Pracę Aarona w sposób rzetelny będę mógł ocenić po zakończeniu rozgrywek. Ale na jeden aspekt zwróciłbym mocno uwagę. Jeśli my w Polsce chcemy mieć wykwalifikowanych dyrektorów sportowych i kadrę zarządzającą to ci ludzie muszą zdobywać doświadczenie tak jak gracze młodzieżowi na parkiecie. Jeśli tym ludziom nie damy popełnić błędów to oni niczego się nie nauczą. Należy zbierać doświadczenie i wiedzę, a przede wszystkim wyciągać wnioski po swoich błędach.
Powiedziałem Aaronowi, że zmiana trenera jest oczywiście porażką. Naszą wspólną, bo obaj podjęliśmy tę decyzję. Najważniejsze jest to, by z tej porażki wyciągnąć odpowiednie wnioski dla siebie, klubu i przyszłości. Nie da się funkcjonować bez popełnienia błędów. One są wpisane w nasze życie.
Jak się panu współpracuje z Aaronem na co dzień?
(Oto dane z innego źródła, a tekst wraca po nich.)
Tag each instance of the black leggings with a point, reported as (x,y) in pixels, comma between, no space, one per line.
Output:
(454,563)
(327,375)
Nie mam żadnych zarzutów. Aaron jest bardzo pracowity i zaangażowany. Nie mogę nic złego powiedzieć na temat jego etyki pracy. On sam często podkreśla fakt, że nie spodziewał się tego, iż aż tyle rzeczy się dzieje po tej drugiej stronie. Zawodnik przychodzi na trening i po 2-3 godzinach ma wolną głowę. Praca w administracji klubu jest zupełnie inna, często pracuje się po nocach czy w weekendy.
Na koniec wątek ligowy. Doszło do zmian w radzie nadzorczej PLK. Jest pan jednym z nowych członków tej rady, także jej wiceprzewodniczącym. Czego możemy spodziewać w kontekście zmian w rozgrywkach?
Uważam i tak też rozmawiamy w ramach rady nadzorczej, że musimy wiedzieć, jakiej ligi chcemy. Musimy mieć zbudowaną strategię na kolejne lata dla PLK. Jeśli tego nie zrobimy, to będziemy całe życie dryfować. Nie ukrywam, że moim ulubionym przykładem są Niemcy, które w ostatnich latach zrobiły przeogromny postęp. Są mistrzami świata, mają kapitalnie zorganizowaną ligę. Popularyzacja koszykówki jest na najwyższym możliwym poziomie.
My dzisiaj mamy produkt, który – mówiąc delikatnie – jest dla koneserów. Trzeba to jak najszybciej zmienić, bo popularność koszykówki – jako dyscypliny – na świecie jest przeogromna. Tylko od nas zależy, czy weźmiemy się za to na poważnie czy będziemy tylko o tym mówić. Potencjał koszykówki w Polsce jest ogromny, dużo większy niż się ludziom wydaje. Musimy tylko to zacząć wykorzystywać, bez dobrego planu tzn. strategii to jest niemożliwe.
Nasze działania muszą opierać się na twardych danych, doświadczeniach ludzi z innych krajów i organizacji, oczywiście z dostosowaniem do specyfiki naszej ligi i kraju. W tym wszystkim musi być dobra współpraca z telewizją. To fundament tego, czy nasza liga faktycznie pójdzie do przodu.
Ten sezon bardzo brutalnie i niestety nie bez powodu zweryfikował nas w europejskich pucharach czy nasza kadrę w ostatnim meczu z Litwą.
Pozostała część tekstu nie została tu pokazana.